Stuck in "Running supervisor update"

Hi,

I attempted to update the OS on my Raspberry Pis yesterday. 2 of them updated happily, the 3rd seems to have got stuck on the “running supervisor update” stage of the the process, as it hasn’t progressed even ~ 20 hours later. It’s device https://dashboard.resin.io/devices/63369c9d6d143b2567b2118b58e3f294/summary and I’ve enabled support access.

Many thanks

Phil

Hi @pjb304,

We’re not able to access the host OS of the device, but if you’re able to physically restart the device, it should come back up with the new OS installed and then update the Supervisor.

Could you let us know if that doesn’t happen, and we’ll take another look.

Best regards, Heds

Hi @hedss,

Thanks for the response. I’ve just tried power cycling the device and nothing has changed - it’s still stuck at “Running supervisor update”.

I’ve re-enabled support access for you.
Thanks
Phil

Hi, please just power cycle it once, the supervisor has to recover after reboot, so it can pull the update and check in with the resin backend well. Then the status will be updated, in the meantime it will still show the last status message, as you mentioned.

For the time being, are you manually rebooting it? If so, no need further, the device should be loading the new OS, just need to sort itself out. We are taking a look.

If you are not rebooting, just let us know, we are checking why the device is in an apparent reboot-cycle. Thanks!

Hi,

I haven’t touched the power for it since before just before I replied 25 minutes ago, so it’s doing it of its own accord.

Thanks

Hi @pjb304 we see the device is continuously rebooting, any idea why that might happen? As much as we can tell, the device is starting the correct, new OS, but after less than 1 minute it seems to hard reboot. So far we don’t see any obvious reason for that to happen, so any context would be helpful troubleshooting this.

I see, okey, we keep checking.

The device in question is powered using PoE and is sat on the roof of a building. As far as I’m aware the power supply to it is stable. As far as I know it was fine until I applied the update. If there’s nothing obvious causing it then it sounds like I need to go up (thankfully not too much of a headache to do) and see if I can observe anything that’s causing the reboots. If I don’t see anything obvious then I guess I’ll swap out the SD card and see if that improves matters.

Thanks for the help.

Hi, it all sounds okay, thanks for the extra context!

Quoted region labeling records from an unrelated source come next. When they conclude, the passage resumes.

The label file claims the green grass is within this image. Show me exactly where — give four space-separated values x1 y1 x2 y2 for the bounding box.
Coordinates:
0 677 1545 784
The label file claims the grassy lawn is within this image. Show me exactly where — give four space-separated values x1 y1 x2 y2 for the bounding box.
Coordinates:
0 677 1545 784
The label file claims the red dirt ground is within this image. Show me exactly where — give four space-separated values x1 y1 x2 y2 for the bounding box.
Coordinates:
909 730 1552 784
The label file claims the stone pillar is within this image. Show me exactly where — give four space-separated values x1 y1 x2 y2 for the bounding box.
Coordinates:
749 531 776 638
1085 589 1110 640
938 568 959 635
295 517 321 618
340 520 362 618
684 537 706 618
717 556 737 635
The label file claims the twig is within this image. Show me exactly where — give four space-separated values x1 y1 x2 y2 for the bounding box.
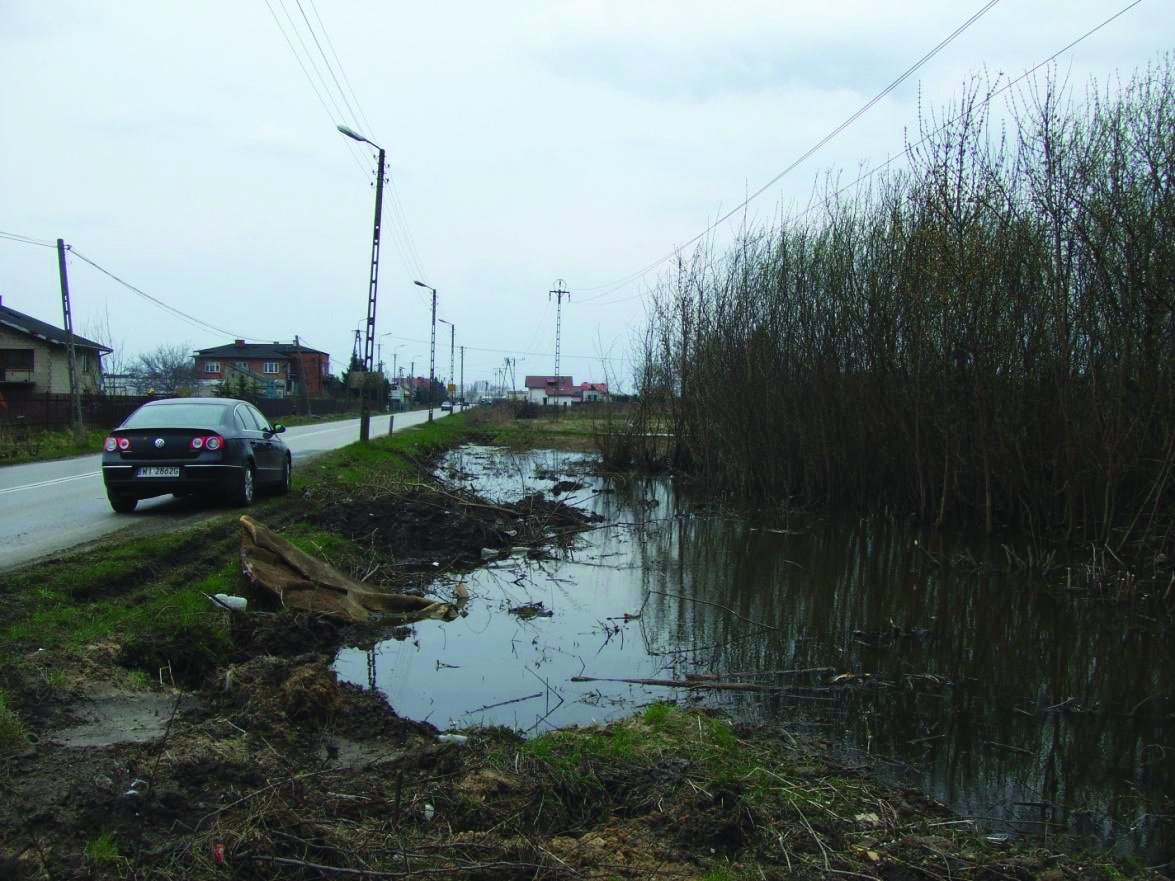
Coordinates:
983 740 1033 755
649 591 779 630
465 692 543 714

We managed to log in, and stopping the application container it stopped rebooting. Checked the device’s status, and it seems to be recovered fine. In the testing we had to remove the application image from the device, that’s why it is downloading now once again. (To be clear, in a normal update the application does not need to be redownloaded)

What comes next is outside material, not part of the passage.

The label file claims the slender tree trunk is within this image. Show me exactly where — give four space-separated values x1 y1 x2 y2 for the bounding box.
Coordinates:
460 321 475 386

As much as I can tell from the log, it stopped midway the supervisor update, so it looks like the device hung in some way. That’s not something we’ve seen before. The reboot cycle seems to be connected to the application somehow, as stopping it the cycle stopped.

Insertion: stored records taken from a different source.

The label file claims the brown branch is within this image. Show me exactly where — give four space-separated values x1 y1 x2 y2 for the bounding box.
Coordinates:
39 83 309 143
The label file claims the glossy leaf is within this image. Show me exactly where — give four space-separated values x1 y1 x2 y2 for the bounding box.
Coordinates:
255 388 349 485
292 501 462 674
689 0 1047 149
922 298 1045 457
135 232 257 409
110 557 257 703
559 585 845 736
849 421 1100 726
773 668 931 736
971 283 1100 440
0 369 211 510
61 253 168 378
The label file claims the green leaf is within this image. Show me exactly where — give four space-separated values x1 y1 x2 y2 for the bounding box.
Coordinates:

In general we’d not expect such issues to happen in the future.

One more note: looking at the kernel logs just now, while making sure the device is running fine, I start to see some lines like this:

Aug 10 15:03:30 63369c9 kernel: Under-voltage detected! (0x00050005)
Aug 10 15:03:36 63369c9 kernel: Voltage normalised (0x00000000)

So likely it is indeed some power related issue, at least in part.

Both comments are very interesting. The device is a LoRaWAN gateway so the application interacts with hardware on top, so if for somereason the supervisor update stops the hardware being mapped through then the application might crash out.

Thanks for pointing out the undervoltages. It looks like I’ll need to dig into this in more detail.

Many thanks for your help with this

One last (for this time) update, @pjb304, the device is up and running now, and seems to be working properly.

Good points about the hardware interaction. We are a big fan of LoRA, and then the roof makes perfect sense :slight_smile:

Please don’t hesitate to let us know if you have any further issues with this device, or questions in general!